A Drizzle Coadder for WIRE

1. Overview

The WIRE focal plane is badly undersampled with 15.5" pixels sampling a diffraction-limited beam 8-17" FWHM. This is a situation similar to that encountered with HST/WFPC2. Even with the PC, at short wavelengths a single PC pixel is considerably larger than the FWHM of the expected PSF. In order to combat this, Andy Fruchter and other at STScI have developed the "Drizzle" method of coadding images, taking advantage of the additional spatial information contained in individual frames which have been dithered by fractional number of pixels.

The inherent problem with a shift-and-add coadder like that implemented by the data pipeline is that it convolves the PSF with a top-hat function of the original pixel size, which in the case of WIRE is similar to the expected telescope performance. Drizzle eliminates this problem by reconstructing the data onto an arbitrarily fine spatial grid. Rather than shifting and adding the original pixels with interpolation, drizzle shrinks each pixel into a smaller footprint (called a "drop") and then places them onto the finely sampled reconstruction grid (hence the name "drizzle"). When the drop size is equal to the original pixel size, this is equivalent to shift-and-add. When the drop size is made extremely small, this reduces to interlacing. Drizzle has the added advantage that it can be used to coadd frames with any geometric relation, i.e. they can be shifted, rotated, or of different sizes and pixel scales. With the regularity of the WIRE data, however, this may not be particularly useful. Also, drizzle is known to be flux conserving.

2. Implementation

I have written a Drizzle coadder for use with WIRE data. It is a series of csh scripts that borrow heavily from Fruchter's code, pieces of IRAF, and several bits of homegrown IPAC software. Currently, the software

1. Scans the current directory for all WIRE data.
2. Derives approximate shifts from the image headers.
3. Computes more accurate shifts using cross-correlation and the initial shift values.
4. Drizzles the data onto a new grid whose shape is user-specified.

There is currently no cosmic-ray rejection.

3. Results

On the right is a simulated pipeline coadd of 40 data frames at 12um. On the left is the same data coadded with Drizzle using a 9.3" drop size and reconstructed onto a 5"/pixel grid.

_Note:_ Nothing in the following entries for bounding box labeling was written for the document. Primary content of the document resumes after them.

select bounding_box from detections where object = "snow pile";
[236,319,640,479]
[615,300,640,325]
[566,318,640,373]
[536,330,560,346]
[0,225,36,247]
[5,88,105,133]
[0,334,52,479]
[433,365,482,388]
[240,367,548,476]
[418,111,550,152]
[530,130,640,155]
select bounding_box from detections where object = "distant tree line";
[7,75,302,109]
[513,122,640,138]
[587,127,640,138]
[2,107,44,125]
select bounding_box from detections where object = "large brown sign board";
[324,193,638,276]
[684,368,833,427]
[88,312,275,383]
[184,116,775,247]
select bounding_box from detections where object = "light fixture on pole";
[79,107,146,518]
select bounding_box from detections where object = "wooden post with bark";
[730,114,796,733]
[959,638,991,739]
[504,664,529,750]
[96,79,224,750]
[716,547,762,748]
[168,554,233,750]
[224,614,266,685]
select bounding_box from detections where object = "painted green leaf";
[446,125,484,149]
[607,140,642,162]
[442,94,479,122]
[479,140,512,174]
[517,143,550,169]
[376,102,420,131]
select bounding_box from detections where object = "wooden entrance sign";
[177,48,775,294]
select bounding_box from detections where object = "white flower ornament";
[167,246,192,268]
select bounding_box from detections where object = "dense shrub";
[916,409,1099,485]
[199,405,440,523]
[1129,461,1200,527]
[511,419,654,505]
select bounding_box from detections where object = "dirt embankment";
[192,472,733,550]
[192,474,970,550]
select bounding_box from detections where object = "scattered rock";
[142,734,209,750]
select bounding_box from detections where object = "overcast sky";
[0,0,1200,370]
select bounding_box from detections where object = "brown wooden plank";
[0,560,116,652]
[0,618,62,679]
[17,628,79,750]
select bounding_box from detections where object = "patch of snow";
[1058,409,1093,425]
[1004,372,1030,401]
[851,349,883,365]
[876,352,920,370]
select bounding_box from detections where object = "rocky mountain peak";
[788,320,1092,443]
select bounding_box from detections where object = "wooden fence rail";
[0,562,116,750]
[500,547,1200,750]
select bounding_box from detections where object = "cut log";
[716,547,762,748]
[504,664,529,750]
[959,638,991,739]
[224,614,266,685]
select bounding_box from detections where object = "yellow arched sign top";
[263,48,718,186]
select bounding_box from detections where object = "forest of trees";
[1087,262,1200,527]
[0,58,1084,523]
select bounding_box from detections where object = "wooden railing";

Drizzle Coadder Pipeline Coadder

Fortunately the two look very similar! In practice one wants to minimize the "drop" size, since this minimizes image degradation due to convolution with the drop size. However, the minimum size of the drop is dictated by the diversity of sub-pixel image shifts available - a drop size smaller than a typical shift will result in data gaps in the reconstructed image. In reality the drop size must be made still larger in order to ensure a sufficiently high amount of data coverage. Similar arguments hold for the reconstructed pixel size. For 40 frames with the current dither pattern, drop sizes between 6-9" seem to provide adequate coverage. Given the achieved spatial resolution, the 5" pixel size seems to provide adequate sampling. Smaller drops may be used in the future with different dither patterns or more frames.

Results have not been as encouraging as I had hoped. The achieved FWHM at 12um is typically 18-19", which is larger by a factor of 2 than the diffraction limit, and only slightly better than the pipeline coadder. The apparent improvement in image resolution is mostly a result of resampling to a 5" grid; the resulting image is not as badly aliased as that produced by the pipeline. The mottled appearance of the background is a result of the actual noise being related to the spatial sampling of the dithered frames and the noise in the original pixels, which are now mostly decoupled from the physical pixels in the regridded image. The interpolation and large pixels used by the pipeline coadder smear this noise.

Update: I have now been working with Andy at STScI, and it appears that drizzle with sub-pixel dithering will not acheive much more than 19.5" at 12um. However, the images do look quite a bit better, with less correlated noise in the drizzle image. It now appears that a 7.73" pixel size and a small (0.01) pixel fraction is the best approach.

4. Performance

In order to test the performance of the source extractor on a drizzled image, I used 40 frames of simulated data at 12 microns. The pipeline coadder was used to generate a grand coadd, and the source extractor was applied in order to generate a basis for comparison.

The frames were then drizzled using a 7.73" pixel size and a 0.01 pixel fraction. The standalone version of DAOPHOT II was used to generate a new PSF for use in the source extraction. Wiredao was then run using the same input parameters as the original source extraction, only using the new PSF and estimate of the fwhm. The resulting source list was then matched against the truth list used to create the simuklated frames using the "match4" program.

As was anticipated from looking at the images, the results are nearly identical. This is not too surprising given then the coadder works in nearly the same manner as drizzle, but with a pixel fraction of 1. The postscript file linked immediately above gives detailed information on the completeness, reliability, and other interesting indicators of performance. The "600" frame is the drizzle coadd, while the "500" is the survey coadder. Ignore the 12 and 25 micron labels, they are placed there automatically by the "stplot2" program that generated this output.